The FCC's Third Way Notice of Inquiry ("NOI") is problematic in a number of ways. But I want to focus here on a fundamental disconnect in the NOI presented right in Paragraph 1. The disconnect is not resolved, or even openly acknowledged, in the remaining 110 paragraphs.
Paragraph 1 states: "Until a recent decision of the United States Court of Appeals for the District of Columbia Circuit, there was a settled approach to facilities-based broadband Internet services, which combined minimal regulation with meaningful Commission oversight." The Commission is referring, of course, to the Comcast v. FCC decision handed down on April 6. The emphasis on "there was a settled approach" is mine.
Hence the disconnect. If there was a satisfactory settled approach on April 5 – the day before the Comcast decision -- as the Commission now suggests, what was all the sturm and drang about last fall? In other words, what did the FCC have in mind in October 2009 when it issued the Open Internet Notice of Proposed Rulemaking ("Open Internet NPRM") proposing a set of new net neutrality regulations?
I understand that post-Comcast, the NOI's Third Way proposal to reclassify broadband Internet providers as common carriers is premised on the claimed need for the FCC to be certain it has the legal authority to carry out proposed policies relating to matters other than net neutrality regulation. Indeed, the Commission now emphasizes matters such as universal service and privacy. I do not want to discuss here whether or not common carrier reclassification really is necessary to ensure that the agency possesses authority to address these various non-neutrality matters, or whether the proposed means of proceeding to accomplish this objective is legally sustainable. (I have grave doubts.)

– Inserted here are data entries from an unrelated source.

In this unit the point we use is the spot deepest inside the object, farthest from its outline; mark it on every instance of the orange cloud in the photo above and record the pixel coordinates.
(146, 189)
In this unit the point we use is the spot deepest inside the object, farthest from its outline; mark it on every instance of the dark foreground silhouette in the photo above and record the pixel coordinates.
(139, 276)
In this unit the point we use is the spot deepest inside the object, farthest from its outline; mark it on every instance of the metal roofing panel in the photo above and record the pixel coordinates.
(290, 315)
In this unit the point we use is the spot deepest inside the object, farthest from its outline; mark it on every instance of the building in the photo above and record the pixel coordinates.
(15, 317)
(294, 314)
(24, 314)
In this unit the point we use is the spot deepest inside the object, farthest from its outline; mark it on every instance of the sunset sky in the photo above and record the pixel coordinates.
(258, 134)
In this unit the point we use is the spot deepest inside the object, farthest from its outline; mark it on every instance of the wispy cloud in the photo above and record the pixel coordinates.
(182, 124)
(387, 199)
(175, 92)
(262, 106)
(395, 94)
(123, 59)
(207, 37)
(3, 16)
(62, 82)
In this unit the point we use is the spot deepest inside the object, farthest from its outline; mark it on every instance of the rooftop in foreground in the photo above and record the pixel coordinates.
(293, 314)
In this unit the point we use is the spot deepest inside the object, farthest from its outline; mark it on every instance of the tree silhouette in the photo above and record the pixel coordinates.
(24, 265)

What I want to highlight, if you haven't already noticed yourself, is that the Open Internet NPRM is barely mentioned in the Third Way NOI. There are only five very tangential references, all but one in footnotes. Under the Commission majority's new mantra that "there was a settled approach" before the Comcast decision, the NOI's silence in this regard is more than passing strange.
Before proceeding any further, shouldn't the Commission explain why it proposed new net neutrality regulations in the Open Internet NPRM if a settled approach, now represented to be the consensus broadband approach, already existed? And, significantly, recall from the NOI's Paragraph 1 that this settled approach is described as combining "minimal regulation with meaningful Commission oversight."
Here's the rub, and it is an important one: There was, indeed, a fairly widespread consensus in favor of a policy of minimal broadband regulation (but not unanimity, of course) before the new Obama Administration-FCC initiated last fall's net neutrality rulemaking. But the Open Internet NPRM, despite any latter-day disclaimers to the contrary, disrupted this settled approach in a significant way. (If you don't believe the October 2009 NPRM disrupted the consensus in a significant way, just count the trees that were sacrificed to provide the paper to file the comments to try to persuade the FCC not to adopt new Internet regulations!)
Why was the issuance of the NPRM so disruptive? Because adding a new nondiscrimination prohibition to the four "openness" principles made the proposed regime significantly more susceptible to investment-stifling and innovation-inhibiting regulatory overreach. More than anything else, the proposed new nondiscrimination prohibition – one of the core obligations of common carrier regimes generally applicable only in monopolistic situations -- upset the applecart. Even putting aside the NPRM's other proposed regulations, the new nondiscrimination mandate necessarily would convert an existing minimally regulatory Internet environment into a considerably more regulatory regime.
I suppose the reason why the NOI so completely downplays the Open Internet NPRM is that the Commission majority now understands the NPRM's disruption of the settled consensus met with much more widespread disfavor than it anticipated. There was a broad understanding, among the public, that the NPRM's proposals, especially the nondiscrimination prohibition, would create a heavy-handed regulatory environment for Internet providers.
Thus, it is factually inaccurate to now place the disruption of the "settled approach" of minimal Internet regulation on the Comcast decision. One way to look at the Comcast decision – the way I look at it -- is that, by calling into question the FCC's jurisdiction to impose net neutrality regulation on Internet providers, the decision disrupted the Commission majority's plans to impose a considerably more regulatory Internet environment than that which existed before the agency's current Democratic majority assumed power. This particular "disruption" was positive, not negative.
In short, the FCC's majority bears significant responsibility for whatever disruption that is now claimed to exist. And until the Commission's majority acknowledges this responsibility forthrightly, and suspends its effort to implement its ill-conceived reclassification/forbearance scheme, it will be more difficult for all parties to move forward in a constructive way that best serves the public.
So, it's time for some straight talk from the FCC. The Commission needs to admit that the minimal regulatory regime that existed before issuance of the October 2009 NPRM served the public well. If it does so, the agency could more readily work constructively with Congress and others to fashion narrowly drawn legislation granting it circumscribed authority over Internet providers. And to the extent that such legislation truly is narrowly drawn, along the lines of the proposal I have suggested, its chances of passage ought to be good.